Open event occurs as soon as 200 response is received by client for /subscribe GET call.

error event is received by client, when there is any network error or server terminates the connection.

Server Side Code
Http Response to the above GET request on /subscribe end point must contain the Content-Type header with the value text/event-stream.

Spring Boot supports SSE by providing SseEmitter object. It was introduced in spring version 4.2 ( spring boot 1.3 ).

Create a spring boot application from start.spring.io and select web as dependency.

You can have a controller with rest end point GET with /subscribe allows client to establish connection.

Another rest end point POST with /event allows us to submit new events on the server. 
This POST with /events or similar end point, can be called from any other server side component to send real time notification.

This /event end point, will then send event to connected clients.

Each client connection is represented with it's own instance of SseEmitter.

One limitation with spring SSE is , it does not give you tools to manage 
these SseEmitter instances.
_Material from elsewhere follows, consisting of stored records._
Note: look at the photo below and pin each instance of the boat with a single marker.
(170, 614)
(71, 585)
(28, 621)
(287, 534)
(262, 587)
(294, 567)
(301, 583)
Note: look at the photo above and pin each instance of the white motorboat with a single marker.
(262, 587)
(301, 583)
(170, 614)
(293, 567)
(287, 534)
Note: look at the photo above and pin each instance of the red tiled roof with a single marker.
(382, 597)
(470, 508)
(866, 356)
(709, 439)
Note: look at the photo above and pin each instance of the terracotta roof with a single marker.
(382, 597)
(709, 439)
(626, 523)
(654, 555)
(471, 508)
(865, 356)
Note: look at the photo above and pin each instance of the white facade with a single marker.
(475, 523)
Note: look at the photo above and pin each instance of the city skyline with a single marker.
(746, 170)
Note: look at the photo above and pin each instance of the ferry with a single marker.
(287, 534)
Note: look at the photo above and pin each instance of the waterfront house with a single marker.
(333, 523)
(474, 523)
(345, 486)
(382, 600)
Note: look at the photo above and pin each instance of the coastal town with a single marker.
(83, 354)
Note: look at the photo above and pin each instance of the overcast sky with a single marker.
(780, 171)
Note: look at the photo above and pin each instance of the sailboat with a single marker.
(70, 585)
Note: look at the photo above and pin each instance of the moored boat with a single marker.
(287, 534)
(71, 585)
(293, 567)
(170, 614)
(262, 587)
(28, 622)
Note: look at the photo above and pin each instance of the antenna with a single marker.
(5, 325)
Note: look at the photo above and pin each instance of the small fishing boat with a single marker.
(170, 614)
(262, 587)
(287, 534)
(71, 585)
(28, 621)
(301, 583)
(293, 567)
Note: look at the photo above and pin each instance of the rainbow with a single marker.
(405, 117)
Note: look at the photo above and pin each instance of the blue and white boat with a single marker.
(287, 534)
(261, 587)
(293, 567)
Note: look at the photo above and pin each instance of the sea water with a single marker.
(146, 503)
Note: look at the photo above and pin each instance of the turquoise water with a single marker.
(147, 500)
So, for this example, I have used a list that stores SseEmitter objects and release objects on errors, completion or timeout scenarios.

SseEmitter object is created as below

SseEmitter emitter = new SseEmitter();

SseEmitter connection keep alive time:-

By default, Spring Boot with the embedded Tomcat server keeps the SSE HTTP connection open for 30 seconds. 

we can override this 30 seconds via configurations.

spring.mvc.async.request-timeout=50000

this entry will keep the HTTP connection open for 50 seconds. 

Alternatively, you can directly use SseEmitter constructor to pass this timeout value as below


SseEmitter emitter = new SseEmitter(150_000L); 
//keep connection open for 150 seconds

Auto Re-connect mechanism

The nice thing about Server-Sent Events is that they have a built in re-connection feature. Meaning that, if the connection is dropped due to server error then client will automatically tries to re-connect after 3 seconds. 

The browser tries to send reconnect requests forever until he gets a 200 HTTP response back.

It's a browser feature to wait for 3 seconds and then automatically reconnect. 
This 3 seconds of time can be changed by the server by sending a new time value in the retry header attribute together with the message.


A client can be told to stop reconnecting using the HTTP 204 No Content response code.

Hope you liked this basic concept walk through of SSE.